Faire des pronostics à sept mois de la compétition et alors qu’il manque encore quatre équipes dans le tableau (mais qui ne joueront très probablement pas le titre), c’est un peu l’équivalent du billard à trois bandes, tant les paramètres et les variables sont légion. Imaginons tout de même que l’équipe de France termine en tête de son groupe, ce qui serait un signal fort envoyé à la concurrence. Elle affronterait un troisième de groupe en huitième à Bucarest le 29 juin, et ça pourrait être la Suisse (la Turquie pouvant finir devant en jouant à Bakou avec le soutien de nombreux supporters). En quarts, ce pourrait être le vainqueur de Suède-Croatie en quarts à Saint-Petersbourg le 3 juillet, avec l’avantage aux Croates. En demi à Wembley le 7, la Belgique plutôt que l’Italie, ce qui ferait un parcours parallèle avec celui de 2018 (mais pas dans le même ordre). Et en finale, entre l’Espagne, les Pays-Bas et l’Angleterre, on mettra une pièce sur ces derniers qui auront joué déjà quatre fois sur six à domicile.

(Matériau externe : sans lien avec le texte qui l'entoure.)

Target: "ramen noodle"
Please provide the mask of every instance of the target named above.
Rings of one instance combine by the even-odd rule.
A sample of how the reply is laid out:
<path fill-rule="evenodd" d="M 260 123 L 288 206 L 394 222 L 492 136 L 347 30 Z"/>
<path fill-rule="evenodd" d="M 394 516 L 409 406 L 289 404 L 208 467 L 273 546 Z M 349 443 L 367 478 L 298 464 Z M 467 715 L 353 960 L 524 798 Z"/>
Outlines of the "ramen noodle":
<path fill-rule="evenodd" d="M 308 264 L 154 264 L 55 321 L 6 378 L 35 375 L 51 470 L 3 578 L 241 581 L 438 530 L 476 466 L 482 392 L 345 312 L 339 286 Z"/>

En terminant deuxième : l’Angleterre en huitièmes, l’Espagne en quart, les Pays-Bas en demi et l’Allemagne en finale ?

Vous avez aimé le premier tour ? Vous allez adorer ce qui attend les Bleus s’ils finissent deuxièmes. En supposant que les favoris l’emportent sur les outsiders, ils retrouveraient l’Angleterre à Dublin le 30 juin, puis l’Espagne en quart à Rome le 4 juillet, les Pays-Bas à Wembley le 8, et l’Allemagne (ou la Belgique) en finale le 12. Un parcours hors catégorie qui ressemblerait beaucoup à celui de l’Euro 2000, qui comptait quand même une marche en moins.

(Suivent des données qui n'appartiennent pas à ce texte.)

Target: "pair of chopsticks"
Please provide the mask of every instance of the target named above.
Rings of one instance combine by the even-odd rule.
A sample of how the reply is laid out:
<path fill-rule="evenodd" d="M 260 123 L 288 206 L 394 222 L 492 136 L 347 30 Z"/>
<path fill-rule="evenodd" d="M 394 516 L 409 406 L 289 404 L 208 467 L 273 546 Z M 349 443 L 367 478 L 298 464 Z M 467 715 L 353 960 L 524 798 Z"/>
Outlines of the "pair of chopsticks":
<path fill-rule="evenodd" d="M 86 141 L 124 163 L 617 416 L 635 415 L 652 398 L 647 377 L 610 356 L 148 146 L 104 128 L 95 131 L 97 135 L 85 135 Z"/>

Autant dire que pour réussir le double double qui fait de l’oeil à Didier Deschamps (enchaîner Coupe du monde et Euro comme sélectionneur vingt ans après l’avoir fait en tant que capitaine), il va falloir que les Bleus soient au sommet de leur forme et bénéficient d’un petit coup de pouce du destin. On leur fait confiance.